ZeroMQ, the fastest message queue in history-ZMQ learning and research-PHP source code

Source: Internet
Author: User
ZeroMQ, the fastest message queue in history-ZMQ learning and research ZeroMQ, and the fastest message queue in history-ZMQ learning and research

I. Background of ZeroMQ

Reference the official saying: "ZMQ (ZMQ for short) is a simple and easy-to-use transmission layer, a socket library like a framework, it makes Socket programming simpler, more concise, and more efficient. Is a message processing queue library that can be elastically scaled between multiple threads, kernels, and host boxes. ZMQ's clear goal is to "become part of the standard network protocol stack and then enter the Linux kernel ". They are not yet successful. However, it is undoubtedly very promising and a layer of encapsulation above the "traditional" BSD socket that people need more. ZMQ makes writing high-performance network applications extremely simple and interesting ."

In recent years, "Message Queue" projects have emerged one after another, with more than a dozen well-known projects. this is mainly because distributed processing has gradually become the mainstream in the post Moore's law era, the industry needs a set of standards for message communication between nodes in a distributed computing environment. After several years of competition, the Apache Foundation's RabbitMQ compliant with the AMQP/1.0 standard has been widely recognized and become a leading MQ project.

Compared with RabbitMQ, ZMQ is not a message queue server in the traditional sense. In fact, ZMQ is not a server at all. it is more like a underlying network communication Library, the Socket API is encapsulated to abstract network communication, process communication, and thread communication into a unified API interface.

2. what is ZMQ?

After reading the ZMQ Guide document, I understand that this is a series of interfaces similar to Socket. The difference between it and Socket is that normal sockets are end-to-end ), ZMQ has a relationship that can be N: M. people know more about BSD sockets through point-to-point connections, point-to-point connections require explicit connection establishment, connection destruction, Protocol selection (TCP/UDP), and error handling. ZMQ shields these details and makes network programming easier. ZMQ is used for communication between nodes. a node can be a host or a process.

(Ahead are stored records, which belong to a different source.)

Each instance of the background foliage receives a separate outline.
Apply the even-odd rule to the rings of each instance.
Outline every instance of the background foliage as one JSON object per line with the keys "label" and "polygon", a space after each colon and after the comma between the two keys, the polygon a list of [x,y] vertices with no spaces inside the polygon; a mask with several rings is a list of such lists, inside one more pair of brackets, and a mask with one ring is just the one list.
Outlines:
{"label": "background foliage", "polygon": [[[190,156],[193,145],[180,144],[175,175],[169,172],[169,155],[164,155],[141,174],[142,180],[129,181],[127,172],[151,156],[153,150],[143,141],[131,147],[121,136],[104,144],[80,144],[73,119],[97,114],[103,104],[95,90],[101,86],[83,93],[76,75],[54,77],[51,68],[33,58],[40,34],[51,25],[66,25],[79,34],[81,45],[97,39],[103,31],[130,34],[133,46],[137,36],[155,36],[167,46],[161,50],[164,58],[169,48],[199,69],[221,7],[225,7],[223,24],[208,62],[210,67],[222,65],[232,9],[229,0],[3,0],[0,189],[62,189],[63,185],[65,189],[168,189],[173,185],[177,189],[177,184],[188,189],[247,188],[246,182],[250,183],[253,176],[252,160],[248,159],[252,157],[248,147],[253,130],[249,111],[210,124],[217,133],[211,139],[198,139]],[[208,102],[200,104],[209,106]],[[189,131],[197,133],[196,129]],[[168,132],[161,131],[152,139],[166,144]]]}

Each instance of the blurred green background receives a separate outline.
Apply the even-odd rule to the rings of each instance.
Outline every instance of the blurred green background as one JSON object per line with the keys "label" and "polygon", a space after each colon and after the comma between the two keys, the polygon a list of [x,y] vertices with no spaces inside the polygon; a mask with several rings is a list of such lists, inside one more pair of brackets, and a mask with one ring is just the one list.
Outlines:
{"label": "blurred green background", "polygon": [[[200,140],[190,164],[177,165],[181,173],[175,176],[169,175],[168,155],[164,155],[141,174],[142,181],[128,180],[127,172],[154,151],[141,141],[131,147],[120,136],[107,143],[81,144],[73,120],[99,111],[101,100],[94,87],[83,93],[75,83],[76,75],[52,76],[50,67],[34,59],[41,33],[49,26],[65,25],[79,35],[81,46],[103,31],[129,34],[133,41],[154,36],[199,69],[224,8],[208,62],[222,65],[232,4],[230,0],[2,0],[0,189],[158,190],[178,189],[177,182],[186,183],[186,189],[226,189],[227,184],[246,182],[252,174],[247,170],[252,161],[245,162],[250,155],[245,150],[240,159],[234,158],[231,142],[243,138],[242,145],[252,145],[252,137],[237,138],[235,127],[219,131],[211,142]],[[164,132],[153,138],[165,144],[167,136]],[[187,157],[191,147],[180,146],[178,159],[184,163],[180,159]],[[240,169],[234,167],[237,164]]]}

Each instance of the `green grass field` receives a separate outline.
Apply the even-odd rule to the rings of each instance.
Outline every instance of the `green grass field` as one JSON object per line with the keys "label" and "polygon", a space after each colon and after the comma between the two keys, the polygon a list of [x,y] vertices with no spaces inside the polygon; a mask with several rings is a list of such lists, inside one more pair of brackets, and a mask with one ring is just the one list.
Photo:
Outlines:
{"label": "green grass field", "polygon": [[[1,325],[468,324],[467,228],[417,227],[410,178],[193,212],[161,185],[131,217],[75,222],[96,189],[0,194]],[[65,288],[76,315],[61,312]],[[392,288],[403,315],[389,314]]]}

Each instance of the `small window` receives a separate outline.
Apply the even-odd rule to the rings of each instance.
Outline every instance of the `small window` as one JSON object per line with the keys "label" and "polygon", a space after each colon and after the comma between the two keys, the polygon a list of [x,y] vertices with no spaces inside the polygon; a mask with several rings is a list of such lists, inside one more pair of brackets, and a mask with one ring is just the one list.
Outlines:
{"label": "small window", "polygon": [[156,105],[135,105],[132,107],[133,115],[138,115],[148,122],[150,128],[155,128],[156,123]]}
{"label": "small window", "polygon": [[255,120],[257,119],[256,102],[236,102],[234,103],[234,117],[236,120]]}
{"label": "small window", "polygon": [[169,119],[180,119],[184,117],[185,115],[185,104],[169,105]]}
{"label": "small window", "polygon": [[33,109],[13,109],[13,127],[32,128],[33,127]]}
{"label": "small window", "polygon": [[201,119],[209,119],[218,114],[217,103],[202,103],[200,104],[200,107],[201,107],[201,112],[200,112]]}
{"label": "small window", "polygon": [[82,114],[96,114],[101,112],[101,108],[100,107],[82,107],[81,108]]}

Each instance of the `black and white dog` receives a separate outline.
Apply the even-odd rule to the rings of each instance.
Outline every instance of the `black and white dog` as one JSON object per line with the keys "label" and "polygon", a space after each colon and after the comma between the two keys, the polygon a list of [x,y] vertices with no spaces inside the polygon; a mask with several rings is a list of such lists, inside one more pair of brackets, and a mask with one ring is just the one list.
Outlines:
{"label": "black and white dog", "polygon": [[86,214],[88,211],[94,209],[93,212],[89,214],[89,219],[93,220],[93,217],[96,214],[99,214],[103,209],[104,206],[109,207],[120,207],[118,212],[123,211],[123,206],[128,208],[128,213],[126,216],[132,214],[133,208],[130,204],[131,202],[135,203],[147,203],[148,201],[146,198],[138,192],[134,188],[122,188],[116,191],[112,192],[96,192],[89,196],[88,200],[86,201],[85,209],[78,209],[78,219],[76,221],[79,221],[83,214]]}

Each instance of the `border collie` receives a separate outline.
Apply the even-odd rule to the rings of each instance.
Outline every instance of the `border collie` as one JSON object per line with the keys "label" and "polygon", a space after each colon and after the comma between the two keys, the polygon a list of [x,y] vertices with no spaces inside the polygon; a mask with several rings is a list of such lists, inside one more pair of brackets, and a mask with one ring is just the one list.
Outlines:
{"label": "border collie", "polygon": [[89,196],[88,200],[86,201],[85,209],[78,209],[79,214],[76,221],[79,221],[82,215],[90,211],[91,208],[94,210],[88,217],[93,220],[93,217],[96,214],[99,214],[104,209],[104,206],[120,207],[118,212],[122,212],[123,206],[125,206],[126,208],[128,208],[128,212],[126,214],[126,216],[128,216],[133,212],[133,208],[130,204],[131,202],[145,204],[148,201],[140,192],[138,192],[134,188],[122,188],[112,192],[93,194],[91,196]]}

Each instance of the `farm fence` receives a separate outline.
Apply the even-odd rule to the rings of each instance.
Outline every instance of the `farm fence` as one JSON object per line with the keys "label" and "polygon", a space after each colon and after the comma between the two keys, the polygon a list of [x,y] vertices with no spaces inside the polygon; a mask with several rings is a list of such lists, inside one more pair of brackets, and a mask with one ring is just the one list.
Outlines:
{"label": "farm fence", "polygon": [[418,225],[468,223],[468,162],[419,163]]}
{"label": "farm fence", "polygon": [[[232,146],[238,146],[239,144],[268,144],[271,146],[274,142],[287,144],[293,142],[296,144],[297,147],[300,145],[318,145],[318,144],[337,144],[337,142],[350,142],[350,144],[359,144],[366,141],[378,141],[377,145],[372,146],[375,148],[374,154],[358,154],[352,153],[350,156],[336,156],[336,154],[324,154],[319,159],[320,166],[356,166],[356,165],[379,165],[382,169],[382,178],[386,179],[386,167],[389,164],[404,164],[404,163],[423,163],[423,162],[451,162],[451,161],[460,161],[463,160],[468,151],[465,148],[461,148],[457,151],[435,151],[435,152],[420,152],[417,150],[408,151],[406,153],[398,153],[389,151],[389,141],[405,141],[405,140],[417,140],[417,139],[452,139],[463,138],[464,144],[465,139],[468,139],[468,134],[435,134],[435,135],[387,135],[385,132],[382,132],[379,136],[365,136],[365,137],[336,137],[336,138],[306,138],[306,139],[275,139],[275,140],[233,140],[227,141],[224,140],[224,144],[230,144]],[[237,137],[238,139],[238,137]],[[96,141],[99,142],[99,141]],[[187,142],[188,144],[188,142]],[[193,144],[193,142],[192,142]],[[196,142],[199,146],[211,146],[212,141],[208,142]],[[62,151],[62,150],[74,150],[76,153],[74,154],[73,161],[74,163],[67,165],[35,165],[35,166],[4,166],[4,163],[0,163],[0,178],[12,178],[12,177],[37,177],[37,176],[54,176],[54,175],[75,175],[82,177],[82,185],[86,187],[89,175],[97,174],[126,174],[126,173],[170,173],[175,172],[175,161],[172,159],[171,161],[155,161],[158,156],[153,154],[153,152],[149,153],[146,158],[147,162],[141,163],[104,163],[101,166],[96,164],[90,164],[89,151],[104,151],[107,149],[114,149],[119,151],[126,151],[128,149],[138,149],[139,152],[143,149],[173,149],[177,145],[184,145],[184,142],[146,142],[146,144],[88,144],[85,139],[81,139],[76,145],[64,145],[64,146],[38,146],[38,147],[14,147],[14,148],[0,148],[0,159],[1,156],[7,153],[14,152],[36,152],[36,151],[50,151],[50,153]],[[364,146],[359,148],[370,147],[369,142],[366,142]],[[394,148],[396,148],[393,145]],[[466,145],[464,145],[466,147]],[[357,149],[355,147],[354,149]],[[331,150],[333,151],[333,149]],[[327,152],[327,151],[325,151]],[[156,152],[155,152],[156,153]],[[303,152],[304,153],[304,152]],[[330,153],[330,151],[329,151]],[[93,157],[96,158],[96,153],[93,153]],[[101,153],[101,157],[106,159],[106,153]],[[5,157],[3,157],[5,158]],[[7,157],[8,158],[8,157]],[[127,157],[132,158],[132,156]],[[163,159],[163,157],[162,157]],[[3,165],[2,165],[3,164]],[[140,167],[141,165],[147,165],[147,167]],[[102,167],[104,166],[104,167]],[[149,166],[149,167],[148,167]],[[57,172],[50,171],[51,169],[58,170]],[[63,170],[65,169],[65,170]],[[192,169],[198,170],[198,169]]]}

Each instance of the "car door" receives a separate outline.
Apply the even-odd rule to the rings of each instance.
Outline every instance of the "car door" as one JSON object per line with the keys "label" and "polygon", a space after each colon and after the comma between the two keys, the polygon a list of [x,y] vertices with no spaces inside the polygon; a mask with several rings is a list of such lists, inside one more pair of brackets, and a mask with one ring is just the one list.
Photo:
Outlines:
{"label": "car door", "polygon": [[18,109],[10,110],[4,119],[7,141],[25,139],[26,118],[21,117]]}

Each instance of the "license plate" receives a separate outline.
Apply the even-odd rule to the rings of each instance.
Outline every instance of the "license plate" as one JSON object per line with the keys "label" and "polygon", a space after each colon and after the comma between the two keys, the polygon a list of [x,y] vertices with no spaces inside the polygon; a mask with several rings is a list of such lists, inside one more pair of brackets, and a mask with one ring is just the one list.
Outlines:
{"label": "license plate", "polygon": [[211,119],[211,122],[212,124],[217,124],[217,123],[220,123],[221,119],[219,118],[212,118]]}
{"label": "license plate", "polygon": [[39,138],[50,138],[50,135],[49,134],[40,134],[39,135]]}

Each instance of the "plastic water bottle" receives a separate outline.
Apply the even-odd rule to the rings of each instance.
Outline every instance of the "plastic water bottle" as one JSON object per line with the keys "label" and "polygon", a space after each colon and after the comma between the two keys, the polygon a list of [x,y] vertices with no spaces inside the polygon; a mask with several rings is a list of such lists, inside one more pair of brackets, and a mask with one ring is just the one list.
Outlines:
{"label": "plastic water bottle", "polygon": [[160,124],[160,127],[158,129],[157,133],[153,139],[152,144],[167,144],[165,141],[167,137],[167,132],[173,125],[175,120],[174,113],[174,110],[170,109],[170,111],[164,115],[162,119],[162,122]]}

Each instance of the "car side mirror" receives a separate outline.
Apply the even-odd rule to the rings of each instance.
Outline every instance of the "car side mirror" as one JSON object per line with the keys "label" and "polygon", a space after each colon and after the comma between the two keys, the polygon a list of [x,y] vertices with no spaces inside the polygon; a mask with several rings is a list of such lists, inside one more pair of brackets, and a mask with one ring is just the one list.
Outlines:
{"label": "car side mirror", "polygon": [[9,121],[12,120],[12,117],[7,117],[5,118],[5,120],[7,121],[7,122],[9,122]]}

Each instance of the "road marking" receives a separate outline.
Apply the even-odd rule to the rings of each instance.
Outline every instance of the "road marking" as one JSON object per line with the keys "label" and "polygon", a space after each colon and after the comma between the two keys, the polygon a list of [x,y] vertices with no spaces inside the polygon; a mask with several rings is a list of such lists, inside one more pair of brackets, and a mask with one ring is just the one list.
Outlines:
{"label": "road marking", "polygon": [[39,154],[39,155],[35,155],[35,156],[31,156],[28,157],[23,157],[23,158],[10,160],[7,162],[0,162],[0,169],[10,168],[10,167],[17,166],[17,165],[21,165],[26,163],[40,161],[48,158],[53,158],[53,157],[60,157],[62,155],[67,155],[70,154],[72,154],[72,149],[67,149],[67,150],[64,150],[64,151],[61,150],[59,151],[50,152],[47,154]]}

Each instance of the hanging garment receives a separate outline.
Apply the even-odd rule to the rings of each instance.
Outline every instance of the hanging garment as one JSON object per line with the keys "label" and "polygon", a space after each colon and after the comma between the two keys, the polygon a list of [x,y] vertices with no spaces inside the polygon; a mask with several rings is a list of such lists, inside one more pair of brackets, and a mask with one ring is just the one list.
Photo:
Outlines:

III. purpose of this article

In the process of providing services to external clusters, we have many configurations that need to be updated at any time as needed. if this information is pushed to each node? And ensures information consistency and reliability? This article attempts to use ZMQ to implement a configuration distribution center based on the introduction of the basic ZMQ theory. From one node, the information is delivered to each server node, and the information is correct and consistent.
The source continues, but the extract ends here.